Well-designed closets are often the key to a tidy bedroom. If your home's bedrooms are a perpetual mess, it could pay to hire a closet designer who can help you better maximize that space. At the same time, use the space beneath your bed strategically -- to store shoeboxes, extra pillows and blankets, or other items that might otherwise take up permanent residence on your floors.
Many bathrooms come with limited cabinet space, so if you're struggling in that regard, get creative -- namely, by adding wall shelving so you have more room to put your things. And don't underestimate the power of a shower caddy -- having your toiletries neatly gathered will avoid scenarios where you step into the shower for an early morning rinse, only to let out a blood-curdling scream when you inevitably step on a fallen razor cap.

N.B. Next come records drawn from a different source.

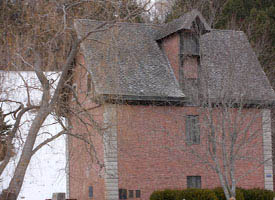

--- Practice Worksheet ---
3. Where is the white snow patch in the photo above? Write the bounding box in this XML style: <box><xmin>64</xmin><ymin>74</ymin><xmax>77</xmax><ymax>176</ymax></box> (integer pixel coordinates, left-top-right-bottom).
<box><xmin>0</xmin><ymin>71</ymin><xmax>66</xmax><ymax>200</ymax></box>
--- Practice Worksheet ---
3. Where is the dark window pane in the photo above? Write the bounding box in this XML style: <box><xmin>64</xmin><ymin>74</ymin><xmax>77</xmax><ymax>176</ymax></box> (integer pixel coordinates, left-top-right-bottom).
<box><xmin>119</xmin><ymin>189</ymin><xmax>127</xmax><ymax>199</ymax></box>
<box><xmin>129</xmin><ymin>190</ymin><xmax>134</xmax><ymax>198</ymax></box>
<box><xmin>136</xmin><ymin>190</ymin><xmax>141</xmax><ymax>198</ymax></box>
<box><xmin>89</xmin><ymin>186</ymin><xmax>94</xmax><ymax>198</ymax></box>
<box><xmin>185</xmin><ymin>115</ymin><xmax>200</xmax><ymax>144</ymax></box>
<box><xmin>183</xmin><ymin>33</ymin><xmax>200</xmax><ymax>55</ymax></box>
<box><xmin>187</xmin><ymin>176</ymin><xmax>201</xmax><ymax>188</ymax></box>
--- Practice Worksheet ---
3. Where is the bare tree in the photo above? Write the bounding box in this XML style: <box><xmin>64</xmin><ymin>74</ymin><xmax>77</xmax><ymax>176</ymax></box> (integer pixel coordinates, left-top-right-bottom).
<box><xmin>0</xmin><ymin>0</ymin><xmax>150</xmax><ymax>199</ymax></box>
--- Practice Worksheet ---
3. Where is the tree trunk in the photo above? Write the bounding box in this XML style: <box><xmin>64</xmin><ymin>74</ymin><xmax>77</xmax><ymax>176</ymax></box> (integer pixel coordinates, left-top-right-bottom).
<box><xmin>0</xmin><ymin>106</ymin><xmax>50</xmax><ymax>200</ymax></box>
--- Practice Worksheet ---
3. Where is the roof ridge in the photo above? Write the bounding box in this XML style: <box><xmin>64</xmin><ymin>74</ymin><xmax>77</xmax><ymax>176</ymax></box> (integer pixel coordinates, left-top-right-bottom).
<box><xmin>211</xmin><ymin>29</ymin><xmax>243</xmax><ymax>33</ymax></box>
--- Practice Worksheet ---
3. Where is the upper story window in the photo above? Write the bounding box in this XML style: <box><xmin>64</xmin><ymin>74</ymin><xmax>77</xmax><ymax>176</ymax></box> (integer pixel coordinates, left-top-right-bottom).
<box><xmin>185</xmin><ymin>115</ymin><xmax>200</xmax><ymax>144</ymax></box>
<box><xmin>187</xmin><ymin>176</ymin><xmax>201</xmax><ymax>188</ymax></box>
<box><xmin>181</xmin><ymin>32</ymin><xmax>200</xmax><ymax>56</ymax></box>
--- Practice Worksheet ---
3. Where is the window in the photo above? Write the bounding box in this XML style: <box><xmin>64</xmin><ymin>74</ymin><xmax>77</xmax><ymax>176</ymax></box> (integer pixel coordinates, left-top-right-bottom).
<box><xmin>185</xmin><ymin>115</ymin><xmax>200</xmax><ymax>144</ymax></box>
<box><xmin>89</xmin><ymin>186</ymin><xmax>94</xmax><ymax>198</ymax></box>
<box><xmin>119</xmin><ymin>189</ymin><xmax>127</xmax><ymax>199</ymax></box>
<box><xmin>87</xmin><ymin>72</ymin><xmax>92</xmax><ymax>94</ymax></box>
<box><xmin>183</xmin><ymin>33</ymin><xmax>200</xmax><ymax>56</ymax></box>
<box><xmin>136</xmin><ymin>190</ymin><xmax>141</xmax><ymax>198</ymax></box>
<box><xmin>187</xmin><ymin>176</ymin><xmax>201</xmax><ymax>188</ymax></box>
<box><xmin>129</xmin><ymin>190</ymin><xmax>134</xmax><ymax>198</ymax></box>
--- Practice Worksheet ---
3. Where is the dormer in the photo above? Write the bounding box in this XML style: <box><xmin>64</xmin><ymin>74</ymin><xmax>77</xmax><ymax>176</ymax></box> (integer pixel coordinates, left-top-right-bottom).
<box><xmin>157</xmin><ymin>10</ymin><xmax>211</xmax><ymax>102</ymax></box>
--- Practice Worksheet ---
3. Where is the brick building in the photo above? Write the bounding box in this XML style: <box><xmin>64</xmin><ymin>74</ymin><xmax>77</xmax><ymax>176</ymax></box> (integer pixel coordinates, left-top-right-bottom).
<box><xmin>67</xmin><ymin>10</ymin><xmax>275</xmax><ymax>200</ymax></box>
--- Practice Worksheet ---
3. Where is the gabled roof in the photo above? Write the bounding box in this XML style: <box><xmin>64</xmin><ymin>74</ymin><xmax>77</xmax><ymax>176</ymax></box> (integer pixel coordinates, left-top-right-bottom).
<box><xmin>200</xmin><ymin>30</ymin><xmax>275</xmax><ymax>103</ymax></box>
<box><xmin>155</xmin><ymin>9</ymin><xmax>211</xmax><ymax>40</ymax></box>
<box><xmin>75</xmin><ymin>20</ymin><xmax>184</xmax><ymax>99</ymax></box>
<box><xmin>75</xmin><ymin>11</ymin><xmax>275</xmax><ymax>103</ymax></box>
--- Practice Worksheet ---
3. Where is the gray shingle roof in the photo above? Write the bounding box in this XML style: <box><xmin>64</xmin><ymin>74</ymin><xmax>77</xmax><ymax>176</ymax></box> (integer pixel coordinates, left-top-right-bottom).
<box><xmin>155</xmin><ymin>9</ymin><xmax>211</xmax><ymax>40</ymax></box>
<box><xmin>75</xmin><ymin>11</ymin><xmax>275</xmax><ymax>102</ymax></box>
<box><xmin>200</xmin><ymin>30</ymin><xmax>275</xmax><ymax>102</ymax></box>
<box><xmin>75</xmin><ymin>20</ymin><xmax>184</xmax><ymax>98</ymax></box>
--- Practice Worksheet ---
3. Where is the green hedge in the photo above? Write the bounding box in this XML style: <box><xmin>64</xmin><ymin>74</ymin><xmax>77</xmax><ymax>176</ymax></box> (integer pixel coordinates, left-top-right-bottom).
<box><xmin>150</xmin><ymin>189</ymin><xmax>218</xmax><ymax>200</ymax></box>
<box><xmin>241</xmin><ymin>189</ymin><xmax>274</xmax><ymax>200</ymax></box>
<box><xmin>150</xmin><ymin>188</ymin><xmax>274</xmax><ymax>200</ymax></box>
<box><xmin>213</xmin><ymin>187</ymin><xmax>245</xmax><ymax>200</ymax></box>
<box><xmin>176</xmin><ymin>189</ymin><xmax>218</xmax><ymax>200</ymax></box>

The garage is perhaps the one area of the home that's most likely to serve as a dumping ground for all manner of junk. If you're looking to get yours organized, first ask yourself whether your goal is to store your vehicle in there, as that will make a huge difference. From there, you'll know how much space you have to work with.
Once you've made that decision, wall shelving that can support a fair amount of weight is a must. That way, you can house everything from your tools to massive quantities of household cleaners and supplies.
Finally, if you have a lot of sports equipment, use pegs and hanging apparatuses to suspend bulky items like bicycles from the ceiling. Will it be a bit daunting to see a large bike hanging over the hood of your car? Maybe, at first. But you'll get used to it.
Your laundry room
Some people have large laundry rooms with ample storage space. Others have closet-like laundry areas that barely fit a washer and dryer. If you're dealing with the latter setup, there's probably not much organizing to do -- it just doesn't apply. But you'll eke out more space if you put your washer or clothes dryer up on a pedestal with drawers. Doing so may be better for your back as well, since it will mean less bending over to load the washer or transfer items to the dryer.
If you have a larger laundry room, use a similar rule to the one we implemented for your kitchen: Only store items related to laundry and clothing. Use your shelving or closet space to store detergent, dryer sheets, lint rollers, wrinkle spray, and sewing and ironing supplies, and remove all non-laundry-related items from the room.
An organized home is a happy home, and you deserve just that. Spend a little time getting your living space in shape, and if the idea seems intimidating, take it one room at a time. You may be surprised at how a little organization makes life so much easier as a whole.